To install the software, create a directory where you wish to install the software. Then place the file "nn_classifier_0.73a.tar.gz" in that directory and extract the contents using the following command: tar -xzf nn_classifier_0.73a.tar.gz
The top level directory is "landsat". Change to that directory and complete the steps outlined in INSTALL.TXT there. Note that you will be directed to complete steps in other directories in a sequential fashion. Just follow the instructions and everything simply works.
ABOUT THE NEURAL NETWORK SOFTWARE
The neural network classifier is a pixel-by-pixel multispectral classifier intended to be used for identifying lava emissions.
This classifier uses nine of the 11 data bands provided in the Landsat 8 L1 OLI/TIRS GEOTIFF data products offered by the USGS.
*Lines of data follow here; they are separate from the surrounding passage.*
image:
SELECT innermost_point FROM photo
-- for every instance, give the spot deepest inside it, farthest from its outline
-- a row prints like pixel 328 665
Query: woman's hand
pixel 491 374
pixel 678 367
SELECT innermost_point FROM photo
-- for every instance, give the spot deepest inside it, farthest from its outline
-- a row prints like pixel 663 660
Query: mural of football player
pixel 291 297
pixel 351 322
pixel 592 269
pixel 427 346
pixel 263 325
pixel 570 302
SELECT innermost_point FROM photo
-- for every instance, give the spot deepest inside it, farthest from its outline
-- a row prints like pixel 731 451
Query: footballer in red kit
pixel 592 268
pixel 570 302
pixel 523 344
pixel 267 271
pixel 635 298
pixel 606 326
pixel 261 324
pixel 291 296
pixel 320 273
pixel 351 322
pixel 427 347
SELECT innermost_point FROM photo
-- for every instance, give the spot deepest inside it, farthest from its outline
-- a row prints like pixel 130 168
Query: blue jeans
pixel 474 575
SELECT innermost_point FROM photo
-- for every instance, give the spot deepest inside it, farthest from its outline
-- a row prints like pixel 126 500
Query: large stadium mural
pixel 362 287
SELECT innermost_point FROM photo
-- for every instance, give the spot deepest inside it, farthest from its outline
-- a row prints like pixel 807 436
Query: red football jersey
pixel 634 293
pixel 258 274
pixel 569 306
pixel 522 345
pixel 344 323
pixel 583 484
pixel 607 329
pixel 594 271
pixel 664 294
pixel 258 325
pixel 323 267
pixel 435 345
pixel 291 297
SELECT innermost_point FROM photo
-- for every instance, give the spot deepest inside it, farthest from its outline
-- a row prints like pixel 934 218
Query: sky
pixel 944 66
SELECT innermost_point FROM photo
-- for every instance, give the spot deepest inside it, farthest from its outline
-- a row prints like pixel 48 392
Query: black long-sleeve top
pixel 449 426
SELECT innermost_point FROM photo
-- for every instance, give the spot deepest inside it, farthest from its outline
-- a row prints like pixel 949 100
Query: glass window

The neural network was trained on selected Landsat 8 data containing clear examples of basaltic lava emissions. The neural network is a feed forward type, with a hidden layer, and alternating feed forward/back propagation applied iteratively during training. Supervised training was employed. Training proved to be a lengthy cut-and-try process that took place over several months. A trained set of weights that exhibited consistent behavior, good sensitivity, and high accuracy across many Landsat 8 scenes was eventually developed.
Two, two-year collections for specific scenes were evaluated as a test of the capabilities of the neural network. One study was a scene in Guatemala having three more-or-less continuously active volcanoes, and another for the large lava lakes at the large Shield Volcano, Erta Ale in Ethiopia. Scenes were examined for fire detection as well as lava emissions.
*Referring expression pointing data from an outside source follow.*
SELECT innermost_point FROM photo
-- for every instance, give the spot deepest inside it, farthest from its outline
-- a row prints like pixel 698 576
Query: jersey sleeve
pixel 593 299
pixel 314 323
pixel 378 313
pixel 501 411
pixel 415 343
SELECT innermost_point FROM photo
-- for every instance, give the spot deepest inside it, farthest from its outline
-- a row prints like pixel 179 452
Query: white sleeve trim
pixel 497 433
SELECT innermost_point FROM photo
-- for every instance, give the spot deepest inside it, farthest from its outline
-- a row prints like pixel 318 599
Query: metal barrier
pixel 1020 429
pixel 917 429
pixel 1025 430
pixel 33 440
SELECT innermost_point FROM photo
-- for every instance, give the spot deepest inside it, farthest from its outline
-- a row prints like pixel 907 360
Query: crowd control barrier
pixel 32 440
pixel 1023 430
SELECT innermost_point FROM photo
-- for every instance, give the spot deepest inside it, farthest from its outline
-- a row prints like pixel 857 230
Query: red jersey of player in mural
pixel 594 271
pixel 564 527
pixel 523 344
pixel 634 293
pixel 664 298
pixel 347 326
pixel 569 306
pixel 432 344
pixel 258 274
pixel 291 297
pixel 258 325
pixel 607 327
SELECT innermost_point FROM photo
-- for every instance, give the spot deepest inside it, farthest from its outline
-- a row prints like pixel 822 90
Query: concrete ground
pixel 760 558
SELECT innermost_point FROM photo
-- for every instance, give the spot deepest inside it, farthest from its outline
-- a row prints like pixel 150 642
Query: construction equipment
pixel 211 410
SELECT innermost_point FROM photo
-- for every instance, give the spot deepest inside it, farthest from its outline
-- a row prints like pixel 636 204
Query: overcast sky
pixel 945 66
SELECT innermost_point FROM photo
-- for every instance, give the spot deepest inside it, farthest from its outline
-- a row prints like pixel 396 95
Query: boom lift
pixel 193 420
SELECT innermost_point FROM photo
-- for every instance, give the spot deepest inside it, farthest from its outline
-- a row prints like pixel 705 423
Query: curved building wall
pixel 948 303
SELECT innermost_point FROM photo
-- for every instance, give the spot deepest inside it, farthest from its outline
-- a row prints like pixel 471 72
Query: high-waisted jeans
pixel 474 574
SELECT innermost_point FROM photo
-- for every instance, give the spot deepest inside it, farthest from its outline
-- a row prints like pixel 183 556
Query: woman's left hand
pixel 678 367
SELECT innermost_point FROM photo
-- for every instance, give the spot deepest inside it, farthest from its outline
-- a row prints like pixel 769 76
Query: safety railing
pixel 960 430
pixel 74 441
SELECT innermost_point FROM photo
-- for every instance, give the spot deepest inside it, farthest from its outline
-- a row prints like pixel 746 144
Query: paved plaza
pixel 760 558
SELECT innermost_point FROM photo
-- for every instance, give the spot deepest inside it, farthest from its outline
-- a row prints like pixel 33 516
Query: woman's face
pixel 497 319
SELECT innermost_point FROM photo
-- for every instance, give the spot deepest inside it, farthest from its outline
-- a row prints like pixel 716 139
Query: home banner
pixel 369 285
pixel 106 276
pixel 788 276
A summary of the study of a scene in Guatemala is viewable online at: http://gridtoys.com/volcano/volcano.html
Additionally, many scenes of various active volcanos were classified, with good results.
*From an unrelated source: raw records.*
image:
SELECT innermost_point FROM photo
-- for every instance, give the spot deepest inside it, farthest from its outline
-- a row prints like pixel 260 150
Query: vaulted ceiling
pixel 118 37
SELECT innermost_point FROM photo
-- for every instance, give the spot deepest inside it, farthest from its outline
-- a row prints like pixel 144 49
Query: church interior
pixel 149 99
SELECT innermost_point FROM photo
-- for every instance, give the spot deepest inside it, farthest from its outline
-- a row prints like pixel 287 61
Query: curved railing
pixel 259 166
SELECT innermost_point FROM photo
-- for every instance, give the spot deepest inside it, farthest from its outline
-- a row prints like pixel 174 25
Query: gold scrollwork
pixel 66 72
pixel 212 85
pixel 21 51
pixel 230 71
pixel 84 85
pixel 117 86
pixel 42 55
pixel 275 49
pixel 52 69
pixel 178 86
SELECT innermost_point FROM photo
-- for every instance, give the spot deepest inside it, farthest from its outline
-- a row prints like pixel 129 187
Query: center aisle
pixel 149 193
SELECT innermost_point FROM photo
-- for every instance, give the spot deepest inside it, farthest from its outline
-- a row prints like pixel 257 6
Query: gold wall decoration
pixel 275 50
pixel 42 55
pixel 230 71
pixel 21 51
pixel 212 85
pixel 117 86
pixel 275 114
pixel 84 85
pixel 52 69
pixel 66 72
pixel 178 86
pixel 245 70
In all, the behavior of the neural network was predictable, consistent, and accurate across time, and across varying locations and conditions.
While the neural network was trained on basaltic lava emissions, it also does a decent job of detecting fires. This is unavoidable because fire and molten lava are overlapping statistical classes within the data set used.
The software was written in the C programming language, and a high degree of parallelism was achieved using asynchronous posix threads.
Exotic, platform-specific, proprietary and third party programming libraries were avoided in order to arrive at a reasonably portable solution.
The intent was to produce a neural network based lava detection program which could be run on a large variety of computers having relatively modest resources as compared to the "Big Iron" machines often used for remote sensing processing tasks. With this in mind, performance was a big factor in many of the choices made during the development of the neural network software.
For those who wish to run the neural network on their NVIDIA GPU, a version of the neural network written in CUDA is also provided.
The degree of parallelism in the posix threads version was made to be adjustable so that performance could be tuned for the hardware in use. As the software is now, it is tuned to provide good performance on the NVIDIA TX2, and the INTEL NUC. Tests on multiple core Opteron machines showed that a different tuning would be closer to optimal for "Big Iron". More recently, the classifier has been run on an NVIDIA Xavier, with good results. Tests of the CUDA version of the classifier were made on a TESLA K40 GPU, with typical run times of approximately 2.7 seconds at 64M threads.